4_Generalization Flashcards
Peril of Overfitting
Machine learning’s goal is to predict well on new data drawn from a (hidden) true probability distribution. Unfortunately, the model can’t see the whole truth; the model can only sample from a training data set. If a model fits the current examples well, how can you trust the model will also make good predictions on never-before-seen examples?
William of Ockham, a 14th century friar and philosopher, loved simplicity. He believed that scientists should prefer simpler formulas or theories over more complex ones. To put Ockham’s razor in machine learning terms:
The less complex an ML model, the more likely that a good empirical result is not just due to the peculiarities of the sample.

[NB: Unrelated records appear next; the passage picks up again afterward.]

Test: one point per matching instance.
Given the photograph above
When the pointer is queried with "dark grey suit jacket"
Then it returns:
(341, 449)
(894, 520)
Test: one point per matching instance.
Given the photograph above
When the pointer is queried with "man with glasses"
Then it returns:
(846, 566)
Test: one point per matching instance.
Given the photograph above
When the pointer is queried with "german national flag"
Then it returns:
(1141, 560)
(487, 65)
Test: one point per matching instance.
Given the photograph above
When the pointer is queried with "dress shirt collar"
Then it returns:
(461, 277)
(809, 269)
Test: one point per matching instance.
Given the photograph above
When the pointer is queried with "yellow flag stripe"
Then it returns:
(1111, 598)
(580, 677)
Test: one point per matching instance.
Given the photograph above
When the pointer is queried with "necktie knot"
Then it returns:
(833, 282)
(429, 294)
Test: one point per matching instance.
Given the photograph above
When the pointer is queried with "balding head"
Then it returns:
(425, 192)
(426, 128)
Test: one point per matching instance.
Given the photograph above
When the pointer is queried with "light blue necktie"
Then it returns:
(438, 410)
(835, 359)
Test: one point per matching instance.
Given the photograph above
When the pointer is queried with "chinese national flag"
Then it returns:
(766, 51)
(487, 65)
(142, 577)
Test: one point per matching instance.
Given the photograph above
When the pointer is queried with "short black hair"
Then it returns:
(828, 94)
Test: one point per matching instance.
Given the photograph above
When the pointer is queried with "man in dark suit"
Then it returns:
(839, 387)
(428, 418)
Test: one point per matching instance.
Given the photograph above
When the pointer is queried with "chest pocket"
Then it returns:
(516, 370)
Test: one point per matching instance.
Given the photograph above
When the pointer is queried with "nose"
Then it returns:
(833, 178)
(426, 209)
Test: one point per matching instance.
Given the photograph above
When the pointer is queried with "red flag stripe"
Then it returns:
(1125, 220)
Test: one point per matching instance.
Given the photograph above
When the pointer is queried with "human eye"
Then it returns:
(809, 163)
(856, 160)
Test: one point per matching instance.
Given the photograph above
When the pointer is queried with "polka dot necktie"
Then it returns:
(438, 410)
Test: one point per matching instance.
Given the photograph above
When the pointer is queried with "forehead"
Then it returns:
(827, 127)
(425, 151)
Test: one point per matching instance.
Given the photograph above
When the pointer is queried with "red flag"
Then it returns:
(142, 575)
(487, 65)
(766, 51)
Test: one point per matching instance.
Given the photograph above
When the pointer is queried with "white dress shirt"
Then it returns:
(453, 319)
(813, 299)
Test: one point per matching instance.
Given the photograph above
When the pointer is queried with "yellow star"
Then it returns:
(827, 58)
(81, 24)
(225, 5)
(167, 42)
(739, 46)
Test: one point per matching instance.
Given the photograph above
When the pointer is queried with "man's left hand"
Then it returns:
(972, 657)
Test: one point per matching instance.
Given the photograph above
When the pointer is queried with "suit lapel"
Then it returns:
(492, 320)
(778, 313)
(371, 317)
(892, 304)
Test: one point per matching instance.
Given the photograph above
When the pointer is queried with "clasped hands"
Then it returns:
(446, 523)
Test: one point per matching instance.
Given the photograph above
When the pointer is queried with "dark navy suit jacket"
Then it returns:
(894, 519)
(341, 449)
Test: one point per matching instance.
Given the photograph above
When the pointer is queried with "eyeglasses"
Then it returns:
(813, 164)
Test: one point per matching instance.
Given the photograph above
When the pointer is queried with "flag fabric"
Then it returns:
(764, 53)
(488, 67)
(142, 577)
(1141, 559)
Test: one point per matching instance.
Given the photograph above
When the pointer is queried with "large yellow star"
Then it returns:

In modern times, we’ve formalized Ockham’s razor into the fields of statistical learning theory and computational learning theory. These fields have developed generalization bounds–a statistical description of a model’s ability to generalize to new data based on factors such as:
- the complexity of the model
- the model’s performance on training data
While the theoretical analysis provides formal guarantees under idealized assumptions, they can be difficult to apply in practice. Machine Learning Crash Course focuses instead on empirical evaluation to judge a model’s ability to generalize to new data.
A machine learning model aims to make good predictions on new, previously unseen data. But if you are building a model from your data set, how would you get the previously unseen data? Well, one way is to divide your data set into two subsets:
- training set—a subset to train a model.
- test set—a subset to test the model.
Good performance on the test set is a useful indicator of good performance on the new data in general, assuming that:
- The test set is large enough.
- You don’t cheat by using the same test set over and over.
The Machine Learning Fine Print
The following three basic assumptions guide generalization:
- We draw examples independently and identically (i.i.d) at random from the distribution. In other words, examples don’t influence each other. (An alternate explanation: i.i.d. is a way of referring to the randomness of variables.)
- The distribution is stationary; that is the distribution doesn’t change within the data set.
- We draw examples from partitions from the same distribution.